TRENTON, N.J. — Automated braking systems would be required on new heavy trucks, guards that stop cars from going under truck trailers would be strengthened, and rules to address sleep apnea for drivers would be developed under legislation introduced last week by Democratic members of the House Transportation and Infrastructure Committee.
The long-sought truck safety provisions would be part of a bill setting federal surface transportation policy for the next five years.
IIHS: Front Crash Prevention Works for Large Trucks
Safety advocates, including the National Transportation Safety Board, have long urged the federal government to require equipment on trucks to help reduce crashes.
“The good news is we have technology now that wasn’t as available in past years or as well understood that can minimize both accidents and deaths that result from accidents,” said Rep. Tom Malinowski, D-7th Dist., a member of the House Transportation Committee.

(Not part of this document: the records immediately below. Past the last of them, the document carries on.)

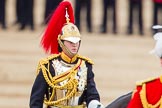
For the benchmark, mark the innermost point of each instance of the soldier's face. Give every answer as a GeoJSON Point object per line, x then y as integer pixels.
{"type": "Point", "coordinates": [73, 47]}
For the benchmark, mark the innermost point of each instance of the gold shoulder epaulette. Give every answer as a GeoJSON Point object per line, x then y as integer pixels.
{"type": "Point", "coordinates": [86, 59]}
{"type": "Point", "coordinates": [45, 60]}
{"type": "Point", "coordinates": [140, 83]}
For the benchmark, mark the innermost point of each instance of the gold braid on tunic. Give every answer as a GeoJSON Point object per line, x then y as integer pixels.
{"type": "Point", "coordinates": [70, 86]}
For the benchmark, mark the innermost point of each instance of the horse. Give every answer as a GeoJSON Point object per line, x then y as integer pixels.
{"type": "Point", "coordinates": [121, 102]}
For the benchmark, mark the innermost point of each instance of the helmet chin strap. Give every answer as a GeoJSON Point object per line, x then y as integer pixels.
{"type": "Point", "coordinates": [67, 51]}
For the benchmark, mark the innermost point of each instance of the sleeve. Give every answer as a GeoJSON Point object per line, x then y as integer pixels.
{"type": "Point", "coordinates": [91, 92]}
{"type": "Point", "coordinates": [135, 102]}
{"type": "Point", "coordinates": [38, 91]}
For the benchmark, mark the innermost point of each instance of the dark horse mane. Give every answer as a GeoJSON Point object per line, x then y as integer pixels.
{"type": "Point", "coordinates": [120, 102]}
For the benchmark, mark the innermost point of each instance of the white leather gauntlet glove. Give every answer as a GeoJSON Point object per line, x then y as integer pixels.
{"type": "Point", "coordinates": [95, 104]}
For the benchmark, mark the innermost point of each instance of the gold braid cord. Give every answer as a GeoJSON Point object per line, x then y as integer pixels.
{"type": "Point", "coordinates": [144, 99]}
{"type": "Point", "coordinates": [70, 86]}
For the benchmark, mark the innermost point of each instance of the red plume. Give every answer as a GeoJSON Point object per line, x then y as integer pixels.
{"type": "Point", "coordinates": [49, 40]}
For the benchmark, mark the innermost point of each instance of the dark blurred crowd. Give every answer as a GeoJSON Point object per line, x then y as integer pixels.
{"type": "Point", "coordinates": [25, 17]}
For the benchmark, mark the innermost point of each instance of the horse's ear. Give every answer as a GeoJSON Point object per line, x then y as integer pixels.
{"type": "Point", "coordinates": [121, 102]}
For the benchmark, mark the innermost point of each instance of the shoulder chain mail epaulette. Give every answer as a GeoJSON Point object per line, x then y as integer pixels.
{"type": "Point", "coordinates": [86, 59]}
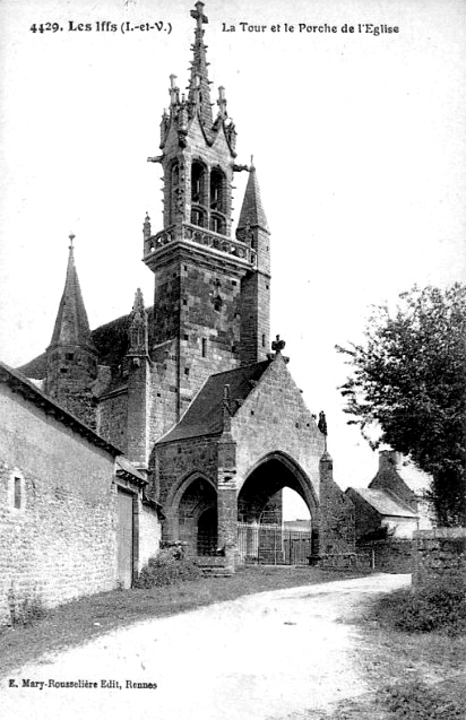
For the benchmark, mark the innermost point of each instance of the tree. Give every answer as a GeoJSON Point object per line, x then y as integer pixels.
{"type": "Point", "coordinates": [409, 381]}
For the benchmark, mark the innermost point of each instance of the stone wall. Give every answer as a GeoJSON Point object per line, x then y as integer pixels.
{"type": "Point", "coordinates": [57, 509]}
{"type": "Point", "coordinates": [337, 529]}
{"type": "Point", "coordinates": [391, 556]}
{"type": "Point", "coordinates": [439, 554]}
{"type": "Point", "coordinates": [150, 534]}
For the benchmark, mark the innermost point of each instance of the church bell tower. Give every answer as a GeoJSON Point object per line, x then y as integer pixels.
{"type": "Point", "coordinates": [200, 268]}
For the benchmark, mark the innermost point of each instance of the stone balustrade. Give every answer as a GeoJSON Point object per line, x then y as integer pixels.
{"type": "Point", "coordinates": [200, 236]}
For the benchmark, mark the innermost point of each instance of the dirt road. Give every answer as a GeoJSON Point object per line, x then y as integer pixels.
{"type": "Point", "coordinates": [260, 657]}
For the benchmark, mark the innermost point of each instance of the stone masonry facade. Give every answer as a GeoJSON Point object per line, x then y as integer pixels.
{"type": "Point", "coordinates": [189, 389]}
{"type": "Point", "coordinates": [57, 510]}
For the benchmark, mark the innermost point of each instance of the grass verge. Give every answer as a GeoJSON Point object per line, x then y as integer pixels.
{"type": "Point", "coordinates": [82, 620]}
{"type": "Point", "coordinates": [418, 675]}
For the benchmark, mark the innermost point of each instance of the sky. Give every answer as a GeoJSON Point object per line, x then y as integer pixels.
{"type": "Point", "coordinates": [359, 141]}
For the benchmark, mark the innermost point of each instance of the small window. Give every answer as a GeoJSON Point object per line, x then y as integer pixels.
{"type": "Point", "coordinates": [16, 496]}
{"type": "Point", "coordinates": [17, 492]}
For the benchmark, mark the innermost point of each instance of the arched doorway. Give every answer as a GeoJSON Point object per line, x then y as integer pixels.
{"type": "Point", "coordinates": [265, 534]}
{"type": "Point", "coordinates": [207, 532]}
{"type": "Point", "coordinates": [197, 516]}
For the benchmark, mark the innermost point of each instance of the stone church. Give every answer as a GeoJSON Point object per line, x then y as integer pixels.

NJ Advance Media reported in January that deaths in crashes involving large trucks — those weighing more than 10,000 pounds — rose to 5,005 in 2019, a 36-percent increase from 3,686 in 2010, according to the National Highway Traffic Safety Administration. During the same period, the number of people killed in truck crashes in New Jersey grew 50percent, from 52 in 2010 to 78 in 2019.
With a decrease in traffic due to the coronavirus pandemic, the safety administration’s preliminary 2020 numbers showed the number of deaths in fatal crashes involving trucks declining by twp percent to 4,895. That still would be the third highest number of fatalities in a decade.
The proposed requirement for automated braking systems would apply only to the heaviest trucks. But safety advocates said the government should mandate automated braking for all large trucks, defined as those weighing at least 10,000 pounds.
Under the bill, the secretary of transportation would be required to strengthen standards for rear underride guards on trucks, and to study whether side guards are needed as well.